Our decision in Franzeen v. Johnston, Warden, 111 F.2d 817, filed May 9, 1940, is sufficient answer to the first two questions raised by the appellant and renders unnecessary any further discussion thereof.
The remaining question — that the lower court should not have heeded the affidavits filed with the return to the order to show cause — must also be decided adversely to the appellant's contention. In United States, etc., v. Williams et al., D.C. La., 6 F.2d 13, 15, 16, affirmed, 5 Cir., 12 F.2d 66, it was said: "At the trial relator objected to the use of these affidavits as evidence in court, on the ground that he was entitled to be confronted by the witnesses, and to have the right to cross-examine them. This is not a criminal case, controlled by the constitutional right of an accused to be confronted by witnesses, but is a civil case, and I conclude from this, and from the decisions, that the relator's objection on this ground is not supported by law, and that the affidavits can be properly considered as evidence by the court. * *" In Spann v. Zerbst, 5 Cir., 99 F.2d 336, the use of affidavits to explain and support the record was permitted, and, as well, in Franzeen v. Johnston, supra; Harpin v. Johnston, 9 Cir., 109 F.2d 434; and Walker v. Johnston, 9 Cir., 109 F.2d 436. See, also, 29 C.J. § 179, p. 159, § 192, p. 169; 51 A.L.R. 810, note; and Logan v. Johnston, D.C. Cal., 28 F. Supp. 98, 99, appeal dismissed, 9 Cir., 108 F.2d 1016. Then, too, the court is directed by the statute to "proceed in a summary way to determine the facts of the case, * * *." 28 U.S.C.A. § 461; Walker v. Johnston, supra.

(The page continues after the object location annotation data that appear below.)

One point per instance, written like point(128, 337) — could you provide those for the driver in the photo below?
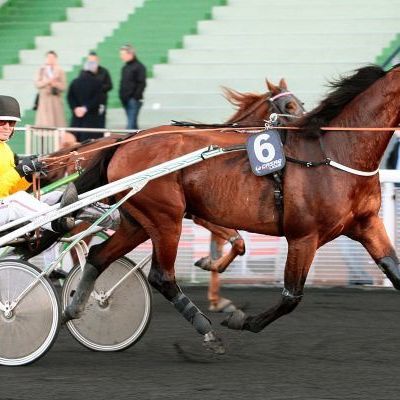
point(15, 179)
point(15, 202)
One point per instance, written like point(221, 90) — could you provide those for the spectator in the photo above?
point(104, 77)
point(84, 99)
point(132, 84)
point(51, 83)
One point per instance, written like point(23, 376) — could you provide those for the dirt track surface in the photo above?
point(338, 344)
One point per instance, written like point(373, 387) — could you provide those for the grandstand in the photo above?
point(192, 48)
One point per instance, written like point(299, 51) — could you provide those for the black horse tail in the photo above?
point(95, 174)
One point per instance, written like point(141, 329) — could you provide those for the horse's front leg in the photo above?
point(371, 233)
point(300, 256)
point(232, 236)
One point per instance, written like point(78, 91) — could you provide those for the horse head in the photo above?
point(254, 109)
point(284, 102)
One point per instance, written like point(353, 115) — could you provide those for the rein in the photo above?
point(55, 160)
point(308, 164)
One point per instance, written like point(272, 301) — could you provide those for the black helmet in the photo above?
point(9, 109)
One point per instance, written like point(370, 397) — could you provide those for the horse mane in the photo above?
point(344, 90)
point(242, 101)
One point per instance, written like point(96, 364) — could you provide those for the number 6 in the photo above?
point(260, 147)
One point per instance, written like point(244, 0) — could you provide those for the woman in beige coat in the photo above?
point(51, 83)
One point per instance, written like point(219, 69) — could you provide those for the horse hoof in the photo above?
point(235, 320)
point(204, 263)
point(213, 343)
point(65, 317)
point(68, 315)
point(223, 305)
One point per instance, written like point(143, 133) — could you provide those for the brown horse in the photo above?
point(252, 110)
point(320, 202)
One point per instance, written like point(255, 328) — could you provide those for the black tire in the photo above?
point(33, 325)
point(123, 320)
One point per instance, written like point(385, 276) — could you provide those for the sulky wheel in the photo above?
point(116, 322)
point(28, 326)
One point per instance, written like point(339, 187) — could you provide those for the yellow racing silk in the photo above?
point(10, 181)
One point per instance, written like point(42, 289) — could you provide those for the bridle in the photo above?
point(279, 101)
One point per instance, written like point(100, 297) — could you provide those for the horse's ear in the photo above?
point(271, 87)
point(283, 84)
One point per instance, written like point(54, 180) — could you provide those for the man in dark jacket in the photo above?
point(84, 98)
point(132, 84)
point(104, 77)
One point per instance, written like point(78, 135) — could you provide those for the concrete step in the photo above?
point(352, 54)
point(156, 101)
point(255, 69)
point(348, 10)
point(101, 11)
point(213, 85)
point(56, 42)
point(303, 25)
point(98, 29)
point(282, 40)
point(310, 4)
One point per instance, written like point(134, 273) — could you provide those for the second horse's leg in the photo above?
point(300, 256)
point(217, 303)
point(162, 278)
point(371, 233)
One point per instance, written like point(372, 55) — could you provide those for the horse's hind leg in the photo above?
point(162, 278)
point(99, 258)
point(300, 256)
point(371, 233)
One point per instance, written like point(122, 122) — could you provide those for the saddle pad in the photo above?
point(265, 152)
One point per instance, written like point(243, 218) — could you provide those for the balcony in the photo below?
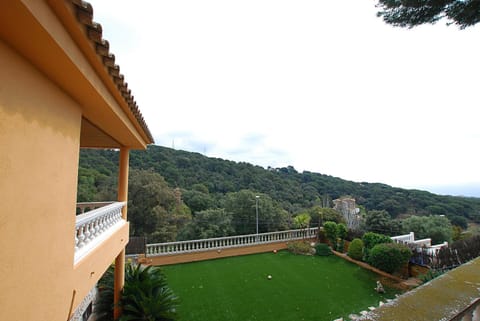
point(96, 223)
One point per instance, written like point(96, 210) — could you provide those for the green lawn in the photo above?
point(302, 288)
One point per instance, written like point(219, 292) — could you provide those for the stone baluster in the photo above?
point(476, 313)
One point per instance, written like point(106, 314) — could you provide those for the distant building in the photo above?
point(348, 208)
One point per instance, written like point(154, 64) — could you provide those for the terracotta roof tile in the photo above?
point(93, 30)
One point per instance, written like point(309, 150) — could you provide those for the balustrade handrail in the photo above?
point(92, 205)
point(229, 241)
point(98, 212)
point(93, 226)
point(473, 307)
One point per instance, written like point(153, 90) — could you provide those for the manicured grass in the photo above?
point(302, 288)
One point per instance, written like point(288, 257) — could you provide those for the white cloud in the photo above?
point(324, 86)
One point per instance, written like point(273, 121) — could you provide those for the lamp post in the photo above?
point(256, 211)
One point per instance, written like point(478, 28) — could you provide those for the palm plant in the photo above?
point(146, 295)
point(104, 303)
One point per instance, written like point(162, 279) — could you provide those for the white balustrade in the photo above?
point(470, 313)
point(407, 238)
point(227, 242)
point(92, 225)
point(423, 242)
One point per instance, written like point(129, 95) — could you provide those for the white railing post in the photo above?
point(91, 226)
point(228, 242)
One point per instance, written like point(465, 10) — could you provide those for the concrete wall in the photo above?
point(39, 151)
point(39, 147)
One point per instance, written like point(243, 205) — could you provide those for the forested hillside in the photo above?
point(201, 183)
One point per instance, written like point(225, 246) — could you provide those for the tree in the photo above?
point(381, 222)
point(208, 224)
point(155, 210)
point(241, 205)
point(355, 250)
point(459, 221)
point(411, 13)
point(320, 215)
point(370, 239)
point(389, 257)
point(146, 295)
point(301, 221)
point(330, 229)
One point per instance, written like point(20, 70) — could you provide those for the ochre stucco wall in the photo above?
point(39, 150)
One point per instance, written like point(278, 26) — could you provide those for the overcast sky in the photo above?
point(324, 86)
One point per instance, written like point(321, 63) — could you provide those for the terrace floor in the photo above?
point(301, 288)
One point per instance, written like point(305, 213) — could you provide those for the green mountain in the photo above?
point(294, 191)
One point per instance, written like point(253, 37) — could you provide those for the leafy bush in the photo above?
point(370, 239)
point(145, 296)
point(323, 249)
point(389, 257)
point(355, 251)
point(299, 247)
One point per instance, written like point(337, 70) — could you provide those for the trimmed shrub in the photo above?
point(323, 249)
point(389, 257)
point(355, 251)
point(299, 247)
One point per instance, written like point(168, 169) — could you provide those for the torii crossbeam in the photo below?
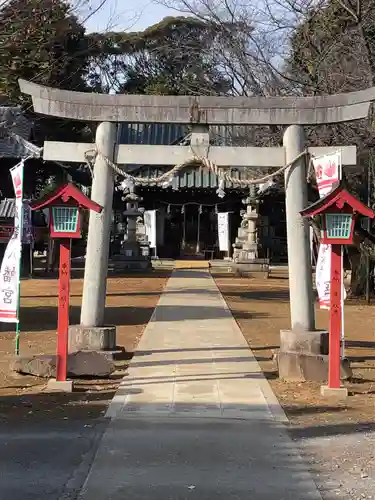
point(200, 112)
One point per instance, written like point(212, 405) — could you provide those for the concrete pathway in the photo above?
point(195, 418)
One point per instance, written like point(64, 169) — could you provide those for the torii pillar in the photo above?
point(302, 345)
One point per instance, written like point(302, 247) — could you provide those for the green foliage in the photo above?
point(41, 41)
point(172, 57)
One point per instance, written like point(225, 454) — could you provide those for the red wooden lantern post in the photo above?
point(338, 211)
point(65, 206)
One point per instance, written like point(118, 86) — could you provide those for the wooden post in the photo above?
point(63, 311)
point(335, 318)
point(198, 247)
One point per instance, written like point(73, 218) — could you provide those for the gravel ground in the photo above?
point(336, 438)
point(343, 466)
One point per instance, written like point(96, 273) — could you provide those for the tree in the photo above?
point(333, 50)
point(171, 57)
point(42, 41)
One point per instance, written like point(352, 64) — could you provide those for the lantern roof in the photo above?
point(63, 194)
point(338, 198)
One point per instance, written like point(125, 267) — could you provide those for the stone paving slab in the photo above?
point(195, 417)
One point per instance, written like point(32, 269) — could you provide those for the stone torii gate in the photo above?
point(200, 112)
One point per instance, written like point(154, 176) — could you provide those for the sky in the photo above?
point(129, 15)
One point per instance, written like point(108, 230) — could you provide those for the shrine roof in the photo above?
point(338, 197)
point(65, 192)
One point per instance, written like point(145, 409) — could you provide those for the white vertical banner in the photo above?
point(328, 172)
point(11, 264)
point(150, 226)
point(27, 229)
point(223, 231)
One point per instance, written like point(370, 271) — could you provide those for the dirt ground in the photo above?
point(336, 438)
point(261, 308)
point(130, 303)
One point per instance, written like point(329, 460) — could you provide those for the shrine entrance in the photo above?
point(187, 221)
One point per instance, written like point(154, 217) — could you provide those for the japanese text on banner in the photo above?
point(328, 174)
point(10, 266)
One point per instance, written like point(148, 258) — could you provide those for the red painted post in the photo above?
point(335, 318)
point(63, 311)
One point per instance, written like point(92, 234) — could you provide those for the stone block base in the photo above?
point(54, 385)
point(80, 364)
point(92, 338)
point(303, 356)
point(338, 393)
point(308, 342)
point(301, 367)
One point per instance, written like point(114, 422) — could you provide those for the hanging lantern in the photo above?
point(220, 191)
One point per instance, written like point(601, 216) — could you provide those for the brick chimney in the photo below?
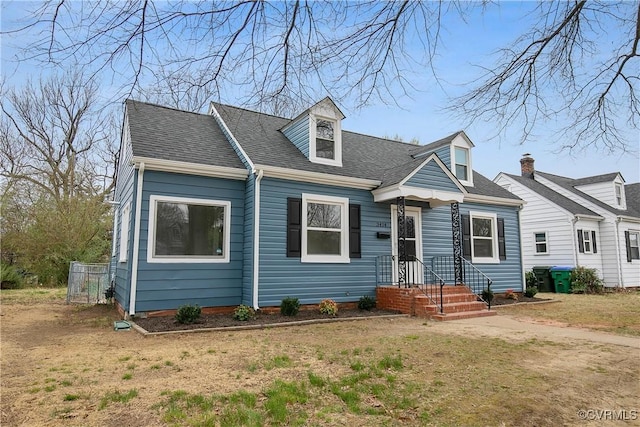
point(526, 165)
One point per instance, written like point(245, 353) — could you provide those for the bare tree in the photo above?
point(56, 163)
point(579, 60)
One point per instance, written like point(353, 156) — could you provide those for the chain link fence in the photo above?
point(87, 283)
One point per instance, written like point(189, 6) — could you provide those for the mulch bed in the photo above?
point(168, 323)
point(499, 300)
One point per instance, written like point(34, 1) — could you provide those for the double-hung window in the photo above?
point(188, 230)
point(325, 232)
point(541, 242)
point(461, 163)
point(484, 237)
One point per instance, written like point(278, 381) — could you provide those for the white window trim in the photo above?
point(586, 236)
point(637, 233)
point(337, 140)
point(469, 181)
point(535, 243)
point(124, 233)
point(494, 240)
point(151, 238)
point(343, 202)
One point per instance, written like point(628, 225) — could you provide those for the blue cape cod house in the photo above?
point(239, 207)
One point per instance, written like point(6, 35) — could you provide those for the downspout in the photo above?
point(522, 272)
point(136, 242)
point(618, 259)
point(256, 237)
point(574, 220)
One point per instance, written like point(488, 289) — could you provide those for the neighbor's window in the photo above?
point(462, 163)
point(484, 238)
point(586, 241)
point(325, 142)
point(619, 194)
point(325, 229)
point(541, 242)
point(188, 230)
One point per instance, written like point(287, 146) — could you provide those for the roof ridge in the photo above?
point(152, 104)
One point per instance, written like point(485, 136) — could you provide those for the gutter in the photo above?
point(256, 237)
point(573, 222)
point(618, 252)
point(136, 242)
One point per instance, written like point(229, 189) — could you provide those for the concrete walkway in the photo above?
point(506, 326)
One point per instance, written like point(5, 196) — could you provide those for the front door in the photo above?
point(414, 270)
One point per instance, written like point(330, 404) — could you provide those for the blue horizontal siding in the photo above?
point(282, 277)
point(433, 177)
point(298, 134)
point(125, 193)
point(164, 286)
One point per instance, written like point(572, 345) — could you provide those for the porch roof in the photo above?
point(427, 180)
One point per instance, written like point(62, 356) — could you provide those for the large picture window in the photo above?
point(325, 232)
point(188, 230)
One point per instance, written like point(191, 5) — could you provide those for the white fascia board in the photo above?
point(318, 178)
point(442, 166)
point(191, 168)
point(429, 195)
point(213, 112)
point(477, 198)
point(633, 219)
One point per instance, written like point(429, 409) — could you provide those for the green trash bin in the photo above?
point(543, 279)
point(561, 275)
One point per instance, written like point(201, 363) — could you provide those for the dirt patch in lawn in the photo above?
point(209, 321)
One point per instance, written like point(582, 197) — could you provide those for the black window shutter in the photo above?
point(580, 242)
point(627, 241)
point(294, 227)
point(355, 248)
point(466, 236)
point(502, 247)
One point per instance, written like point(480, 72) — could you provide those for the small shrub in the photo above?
point(244, 313)
point(328, 306)
point(487, 295)
point(188, 314)
point(10, 277)
point(530, 279)
point(289, 306)
point(586, 280)
point(366, 303)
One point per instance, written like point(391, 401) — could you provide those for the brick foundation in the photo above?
point(396, 299)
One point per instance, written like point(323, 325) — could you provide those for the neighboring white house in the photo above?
point(592, 222)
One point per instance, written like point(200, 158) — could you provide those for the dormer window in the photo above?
point(325, 143)
point(619, 194)
point(461, 163)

In Kelly v. Johnston, 111 F.2d 613, decided by this court April 30, 1940, the appellant assigned as error the admission in evidence of an affidavit of the courtroom clerk. The court declined to consider the alleged error because the grounds of the objection did not appear in the record. In the instant case the appellant's reply to the return raised objections to the use of the affidavits; because of his plea of lack of education we have considered the problem, with the result above noted.
Moreover, the burden of proof was on appellant and we are of opinion that he failed to carry that burden — he failed to make out a case entitling him to a discharge. Kelly v. Johnston, supra; Cundiff v. Nicholson, 4 Cir., 107 F.2d 162, 164.